Aku mengangguk perlahan sambil mendengarkan penjelasan Cessianne.
Jika dipadukan dengan kata-kata Lanella, isinya menjadi cukup sesuai.
Dengan mengidentifikasi dua asal mula ilmu hitam, kita menemukan bahwa ilmu itu dilakukan dengan mempersembahkan sesuatu yang tidak diketahui dan sangat kuat kepada iblis.
Dan saat aku menghancurkan sumber ilmu hitam itu, kekuatan itu kembali kepadaku sebagai sebuah berkah.
“Lagipula, tidak ada efek samping dalam kasus ini. Ini melegakan, Annabelle.”
Cessianne berkata sambil tersenyum cerah.
Namun, saya tidak punya pilihan selain memperhatikan tempat lain.
Mereka tidak mengetahui asal usul ilmu sihir hitam ketiga, jadi mereka sekarang mencoba menggunakan kekuatan mereka.
Asal usul ilmu sihir hitam ketiga ini tidak muncul dalam versi aslinya.
Barulah 30 tahun kemudian hal itu menimbulkan masalah yang serius di dunia.
Saya berharap Tuhan akan menghancurkan asal muasal ilmu hitam ketiga ini yang mengingatkan saya pada kehidupan saya sebelumnya.

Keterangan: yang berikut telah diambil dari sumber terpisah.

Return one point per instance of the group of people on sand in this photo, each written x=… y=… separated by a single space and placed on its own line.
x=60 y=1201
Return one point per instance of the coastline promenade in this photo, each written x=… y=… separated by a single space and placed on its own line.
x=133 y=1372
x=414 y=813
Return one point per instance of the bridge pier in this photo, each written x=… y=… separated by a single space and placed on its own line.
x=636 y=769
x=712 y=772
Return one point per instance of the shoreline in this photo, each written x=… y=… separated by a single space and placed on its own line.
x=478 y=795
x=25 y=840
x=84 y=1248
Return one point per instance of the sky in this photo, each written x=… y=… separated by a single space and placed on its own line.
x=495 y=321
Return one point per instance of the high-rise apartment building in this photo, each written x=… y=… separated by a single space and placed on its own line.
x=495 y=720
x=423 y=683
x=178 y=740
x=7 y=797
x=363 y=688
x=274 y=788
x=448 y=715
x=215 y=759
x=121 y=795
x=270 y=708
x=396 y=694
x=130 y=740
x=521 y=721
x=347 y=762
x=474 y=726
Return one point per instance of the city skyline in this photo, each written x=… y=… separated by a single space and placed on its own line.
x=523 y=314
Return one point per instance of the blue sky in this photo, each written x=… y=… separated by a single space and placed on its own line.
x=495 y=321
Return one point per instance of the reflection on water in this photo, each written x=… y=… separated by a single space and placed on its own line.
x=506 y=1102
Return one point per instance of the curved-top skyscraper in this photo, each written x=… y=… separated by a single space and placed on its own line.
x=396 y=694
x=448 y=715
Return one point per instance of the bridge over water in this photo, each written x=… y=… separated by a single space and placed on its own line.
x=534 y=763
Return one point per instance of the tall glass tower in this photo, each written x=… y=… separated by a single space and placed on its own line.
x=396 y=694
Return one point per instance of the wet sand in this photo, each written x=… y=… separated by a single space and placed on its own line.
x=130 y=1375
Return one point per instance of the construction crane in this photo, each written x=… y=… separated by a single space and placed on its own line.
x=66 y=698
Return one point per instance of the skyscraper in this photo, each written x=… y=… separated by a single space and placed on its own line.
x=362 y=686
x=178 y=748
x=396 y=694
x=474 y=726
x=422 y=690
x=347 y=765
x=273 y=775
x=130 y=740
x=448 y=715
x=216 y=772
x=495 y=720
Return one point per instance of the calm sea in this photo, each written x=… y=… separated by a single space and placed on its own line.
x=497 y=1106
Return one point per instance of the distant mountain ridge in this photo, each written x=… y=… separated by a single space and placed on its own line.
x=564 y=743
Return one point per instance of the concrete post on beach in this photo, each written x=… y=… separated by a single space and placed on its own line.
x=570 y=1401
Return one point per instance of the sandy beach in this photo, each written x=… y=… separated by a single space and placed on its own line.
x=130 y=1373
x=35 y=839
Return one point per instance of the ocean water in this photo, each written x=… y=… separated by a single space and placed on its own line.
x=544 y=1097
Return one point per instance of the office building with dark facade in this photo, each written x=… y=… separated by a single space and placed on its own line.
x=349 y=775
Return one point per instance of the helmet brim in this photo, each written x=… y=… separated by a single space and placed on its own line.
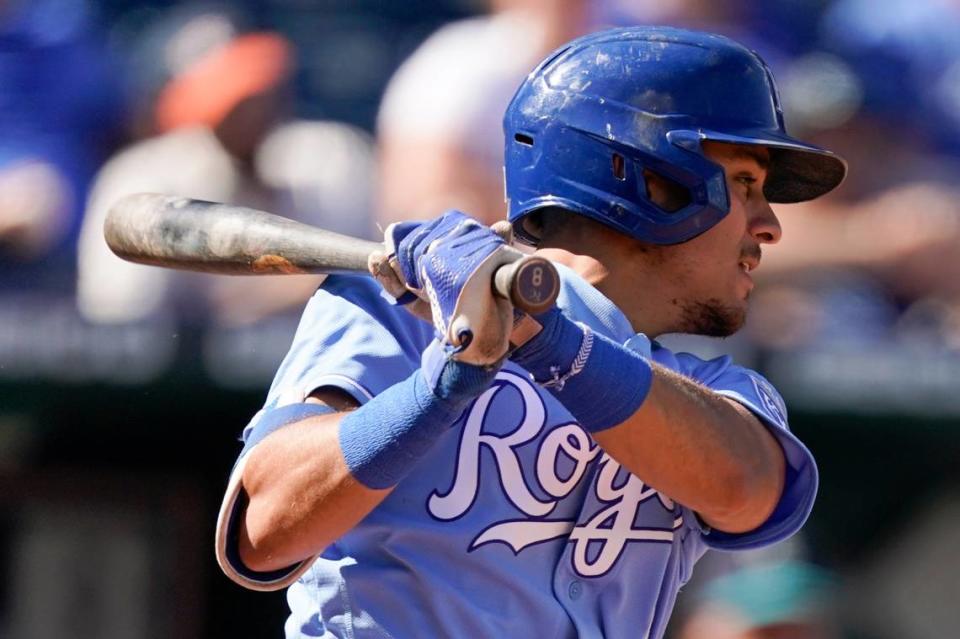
x=798 y=171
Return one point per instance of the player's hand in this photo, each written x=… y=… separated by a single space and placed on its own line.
x=449 y=262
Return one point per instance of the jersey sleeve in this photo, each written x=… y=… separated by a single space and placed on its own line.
x=350 y=338
x=753 y=391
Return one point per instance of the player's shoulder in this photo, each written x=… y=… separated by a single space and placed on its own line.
x=724 y=376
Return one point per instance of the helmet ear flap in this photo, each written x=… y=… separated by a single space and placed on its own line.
x=664 y=193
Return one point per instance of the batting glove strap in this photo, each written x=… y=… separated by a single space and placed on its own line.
x=600 y=382
x=385 y=438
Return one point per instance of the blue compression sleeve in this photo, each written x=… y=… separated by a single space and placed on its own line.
x=383 y=439
x=600 y=382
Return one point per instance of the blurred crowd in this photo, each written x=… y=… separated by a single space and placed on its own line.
x=102 y=99
x=207 y=101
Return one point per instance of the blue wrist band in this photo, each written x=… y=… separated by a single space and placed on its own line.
x=600 y=382
x=383 y=439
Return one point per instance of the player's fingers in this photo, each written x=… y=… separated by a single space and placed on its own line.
x=385 y=270
x=504 y=229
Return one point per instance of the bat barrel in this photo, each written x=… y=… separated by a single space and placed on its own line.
x=195 y=235
x=178 y=232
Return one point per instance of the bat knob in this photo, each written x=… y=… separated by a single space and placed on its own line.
x=531 y=284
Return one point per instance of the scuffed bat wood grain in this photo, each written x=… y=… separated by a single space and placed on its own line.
x=183 y=233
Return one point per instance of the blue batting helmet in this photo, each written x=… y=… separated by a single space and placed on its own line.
x=589 y=120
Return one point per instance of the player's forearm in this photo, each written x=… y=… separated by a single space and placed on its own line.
x=695 y=446
x=702 y=450
x=301 y=493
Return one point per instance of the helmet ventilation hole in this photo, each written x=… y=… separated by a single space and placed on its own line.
x=619 y=167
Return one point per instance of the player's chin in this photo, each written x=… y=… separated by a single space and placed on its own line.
x=715 y=317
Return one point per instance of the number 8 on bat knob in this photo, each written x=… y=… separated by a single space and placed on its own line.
x=531 y=283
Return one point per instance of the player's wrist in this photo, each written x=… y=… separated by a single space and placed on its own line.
x=453 y=381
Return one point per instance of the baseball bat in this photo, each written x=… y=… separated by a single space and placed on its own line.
x=195 y=235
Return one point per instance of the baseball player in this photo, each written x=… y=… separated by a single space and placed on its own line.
x=470 y=476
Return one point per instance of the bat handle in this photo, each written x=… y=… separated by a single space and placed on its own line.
x=531 y=283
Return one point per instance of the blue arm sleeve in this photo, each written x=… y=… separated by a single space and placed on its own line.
x=349 y=337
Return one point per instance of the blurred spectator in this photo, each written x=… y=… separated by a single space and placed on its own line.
x=59 y=104
x=439 y=127
x=784 y=600
x=226 y=136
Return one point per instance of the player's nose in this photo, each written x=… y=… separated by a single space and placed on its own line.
x=764 y=224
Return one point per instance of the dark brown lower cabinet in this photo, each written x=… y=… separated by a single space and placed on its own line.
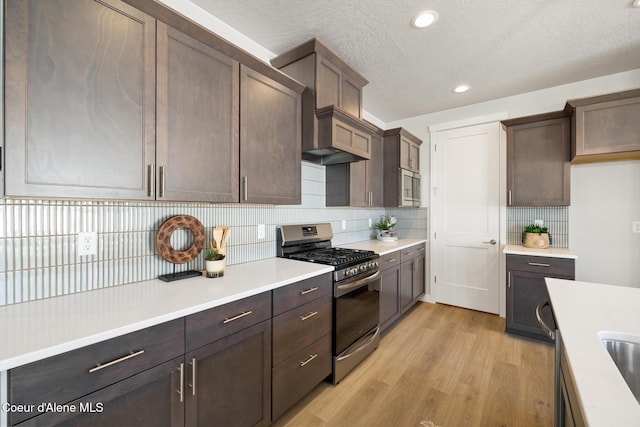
x=402 y=282
x=150 y=398
x=526 y=288
x=412 y=275
x=228 y=382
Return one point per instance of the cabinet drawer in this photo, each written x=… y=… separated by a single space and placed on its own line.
x=389 y=260
x=71 y=375
x=547 y=266
x=412 y=252
x=301 y=326
x=301 y=373
x=218 y=322
x=296 y=294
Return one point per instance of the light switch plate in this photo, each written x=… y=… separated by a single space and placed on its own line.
x=87 y=243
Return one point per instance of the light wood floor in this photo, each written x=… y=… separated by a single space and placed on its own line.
x=443 y=365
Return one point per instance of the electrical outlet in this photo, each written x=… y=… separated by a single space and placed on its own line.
x=87 y=243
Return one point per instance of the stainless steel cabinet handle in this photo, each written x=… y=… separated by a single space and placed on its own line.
x=193 y=376
x=181 y=389
x=311 y=357
x=246 y=188
x=150 y=179
x=308 y=316
x=100 y=366
x=539 y=264
x=162 y=181
x=547 y=330
x=239 y=316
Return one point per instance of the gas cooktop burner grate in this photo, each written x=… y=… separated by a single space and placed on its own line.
x=333 y=256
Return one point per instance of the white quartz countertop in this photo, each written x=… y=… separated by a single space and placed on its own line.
x=383 y=248
x=35 y=330
x=582 y=310
x=549 y=252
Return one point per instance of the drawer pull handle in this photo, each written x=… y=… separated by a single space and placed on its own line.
x=311 y=357
x=539 y=264
x=113 y=362
x=181 y=389
x=193 y=376
x=239 y=316
x=308 y=316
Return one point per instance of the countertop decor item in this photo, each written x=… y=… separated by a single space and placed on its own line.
x=384 y=226
x=168 y=253
x=536 y=236
x=215 y=263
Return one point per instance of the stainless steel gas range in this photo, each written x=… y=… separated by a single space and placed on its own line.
x=356 y=290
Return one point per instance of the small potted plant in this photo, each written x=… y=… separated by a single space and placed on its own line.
x=215 y=263
x=384 y=226
x=536 y=236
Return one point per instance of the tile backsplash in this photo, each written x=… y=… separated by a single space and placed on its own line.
x=555 y=218
x=38 y=257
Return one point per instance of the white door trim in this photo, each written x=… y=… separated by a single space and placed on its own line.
x=433 y=129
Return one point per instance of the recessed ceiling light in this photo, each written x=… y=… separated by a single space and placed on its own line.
x=461 y=88
x=424 y=19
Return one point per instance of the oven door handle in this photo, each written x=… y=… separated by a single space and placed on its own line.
x=350 y=353
x=342 y=289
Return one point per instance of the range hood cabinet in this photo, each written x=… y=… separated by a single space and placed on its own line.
x=332 y=136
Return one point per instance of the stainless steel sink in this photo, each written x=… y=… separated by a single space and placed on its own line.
x=625 y=352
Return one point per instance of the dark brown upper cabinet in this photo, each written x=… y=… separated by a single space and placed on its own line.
x=401 y=152
x=605 y=128
x=198 y=121
x=333 y=129
x=538 y=149
x=79 y=99
x=100 y=104
x=270 y=140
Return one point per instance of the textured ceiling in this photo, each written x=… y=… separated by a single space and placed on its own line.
x=499 y=47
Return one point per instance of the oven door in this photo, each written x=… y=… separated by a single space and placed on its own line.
x=357 y=310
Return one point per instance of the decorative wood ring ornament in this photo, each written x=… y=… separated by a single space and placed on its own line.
x=163 y=239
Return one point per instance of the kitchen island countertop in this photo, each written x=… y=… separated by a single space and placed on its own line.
x=582 y=310
x=552 y=252
x=36 y=330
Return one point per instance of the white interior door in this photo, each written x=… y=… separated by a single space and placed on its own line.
x=467 y=216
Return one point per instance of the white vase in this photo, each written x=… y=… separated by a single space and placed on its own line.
x=215 y=268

Awalnya, Carlon mungkin tidak begitu terburu-buru untuk mencari tahu asal usul ilmu sihir hitam ketiga.
Seandainya aku tidak menghancurkan keduanya, dia akan melanjutkan bisnis perbudakan dan perdagangan manusia untuk waktu yang cukup lama.
Namun sekarang mereka tidak punya pilihan selain berlebihan karena penampilanku. Angsa yang bertelur emas telah menghilang.

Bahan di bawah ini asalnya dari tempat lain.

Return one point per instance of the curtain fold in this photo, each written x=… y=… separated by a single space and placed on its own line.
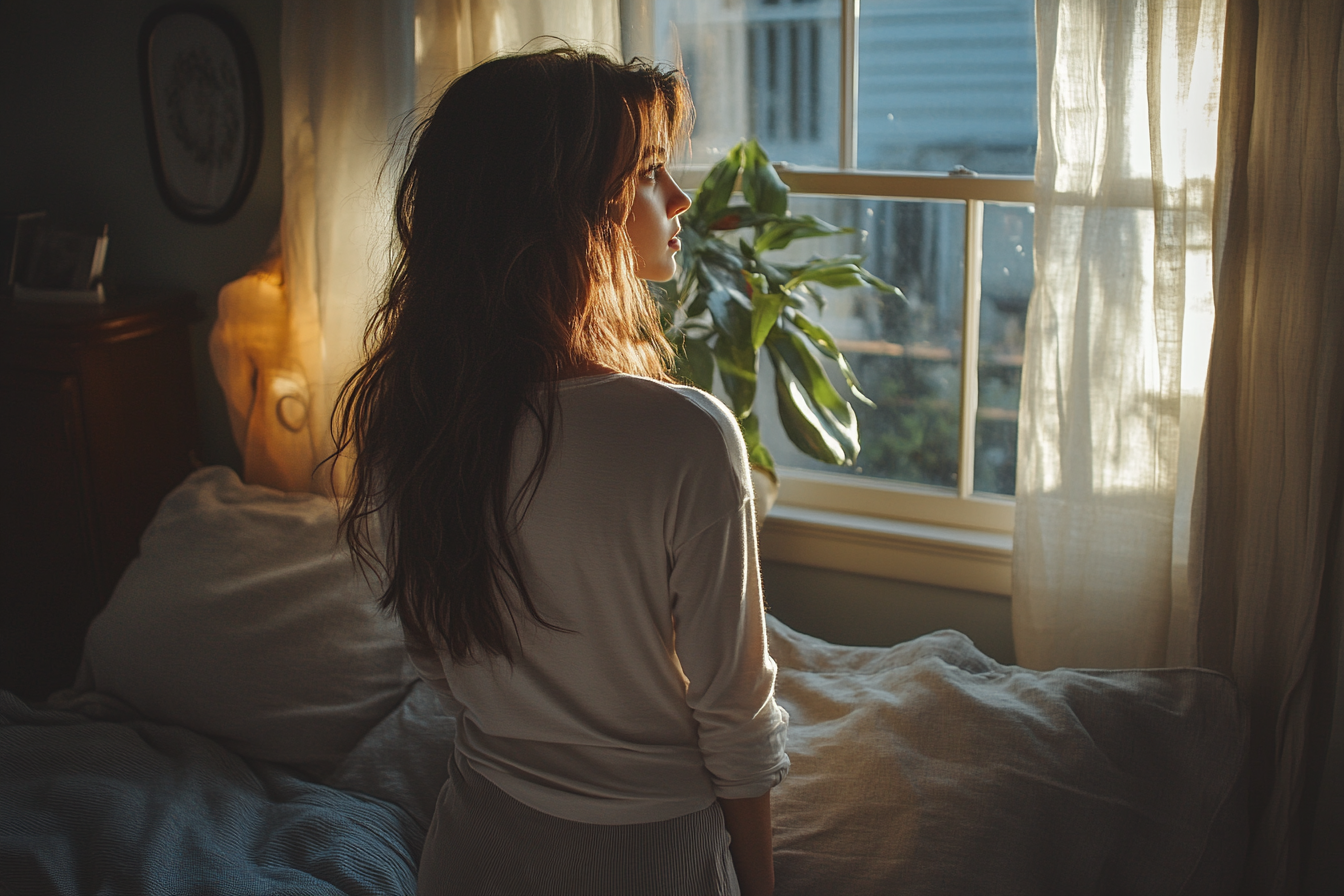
x=1117 y=331
x=354 y=73
x=1268 y=579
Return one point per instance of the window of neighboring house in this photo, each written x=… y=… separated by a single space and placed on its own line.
x=870 y=109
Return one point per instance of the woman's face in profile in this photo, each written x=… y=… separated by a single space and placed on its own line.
x=652 y=223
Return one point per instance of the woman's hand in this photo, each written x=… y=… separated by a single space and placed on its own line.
x=753 y=846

“Tunggu dulu, Santa. Pokoknya, itu artinya kau bisa mentransfer kekuatan orang lain.”
Saya berbicara dengan serius setelah mencapai kesimpulan yang masuk akal.

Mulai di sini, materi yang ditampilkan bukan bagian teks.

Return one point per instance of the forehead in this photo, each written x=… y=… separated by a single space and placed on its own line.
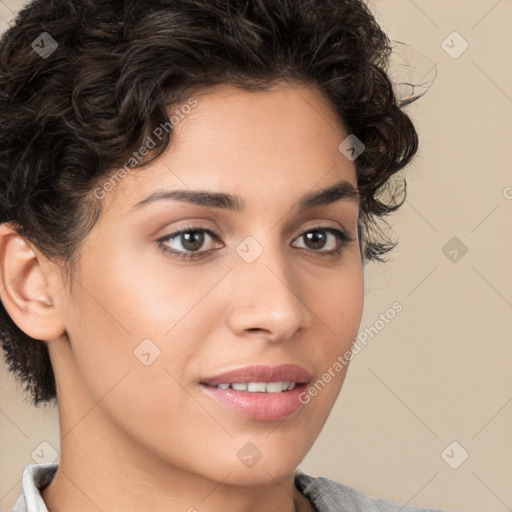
x=283 y=139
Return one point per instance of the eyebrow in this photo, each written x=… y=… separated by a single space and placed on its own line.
x=343 y=190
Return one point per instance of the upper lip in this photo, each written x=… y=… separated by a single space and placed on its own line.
x=261 y=373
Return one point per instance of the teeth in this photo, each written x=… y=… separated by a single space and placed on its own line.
x=259 y=387
x=256 y=387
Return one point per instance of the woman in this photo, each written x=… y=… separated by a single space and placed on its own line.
x=189 y=195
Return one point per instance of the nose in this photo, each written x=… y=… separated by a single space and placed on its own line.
x=267 y=299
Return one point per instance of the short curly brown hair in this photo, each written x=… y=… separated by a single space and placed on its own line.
x=71 y=115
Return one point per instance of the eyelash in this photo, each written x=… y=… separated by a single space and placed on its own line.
x=343 y=238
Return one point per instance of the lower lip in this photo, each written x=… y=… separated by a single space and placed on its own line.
x=259 y=406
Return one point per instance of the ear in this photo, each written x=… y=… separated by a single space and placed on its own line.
x=24 y=287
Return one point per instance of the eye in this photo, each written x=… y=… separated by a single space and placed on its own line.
x=188 y=243
x=325 y=240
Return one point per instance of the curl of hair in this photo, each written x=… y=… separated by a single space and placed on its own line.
x=70 y=118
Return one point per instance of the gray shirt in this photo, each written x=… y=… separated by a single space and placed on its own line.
x=325 y=495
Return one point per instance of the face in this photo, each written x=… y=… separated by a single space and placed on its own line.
x=265 y=288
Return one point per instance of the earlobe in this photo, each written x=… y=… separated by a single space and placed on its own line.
x=24 y=289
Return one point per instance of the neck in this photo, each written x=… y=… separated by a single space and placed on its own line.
x=108 y=472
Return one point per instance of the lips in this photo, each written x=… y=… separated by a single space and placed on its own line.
x=248 y=391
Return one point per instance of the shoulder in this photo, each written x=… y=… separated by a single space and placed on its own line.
x=35 y=477
x=327 y=495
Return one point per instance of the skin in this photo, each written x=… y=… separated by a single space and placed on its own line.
x=145 y=438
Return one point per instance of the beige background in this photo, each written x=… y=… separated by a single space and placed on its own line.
x=439 y=372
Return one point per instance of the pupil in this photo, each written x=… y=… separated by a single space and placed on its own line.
x=193 y=240
x=316 y=237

“Tidak peduli seberapa sulitnya, tidak peduli apa pun efek sampingnya.”
“Itu benar.”
Cessianne langsung setuju, dan saya menjelaskan apa yang saya tindak lanjuti.
Faktanya, mereka mencoba mencari tahu asal usul ilmu sihir hitam ketiga dengan mengerahkan kekuatan mereka tetapi gagal karena mereka kekurangan kekuatan tersebut.
Setelah mendengar semua penjelasan saya, Cessianne membuka matanya lebar-lebar dan bergumam.
“Lalu… Orang-orang jahat itu akan mencoba mentransfer kekuatan ilahi mereka dan mencoba mencari tahu asal usul sihir hitam ketiga.”
“Ya. Cessianne, apakah ada seseorang yang menurutmu akan menjadikanmu sebagai target untuk merebut kekuatanmu secara paksa?”
“Ya.”
Cessianne menjawab pertanyaan saya dengan percaya diri.
“Saya berasal dari keluarga miskin, jadi saya tidak memiliki dukungan. Saya tidak bisa mengukurnya, tetapi saya yakin saya memiliki banyak kredibilitas, ditambah lagi, saya adalah orang yang sangat cocok dan bersemangat dalam memperjuangkan keadilan.”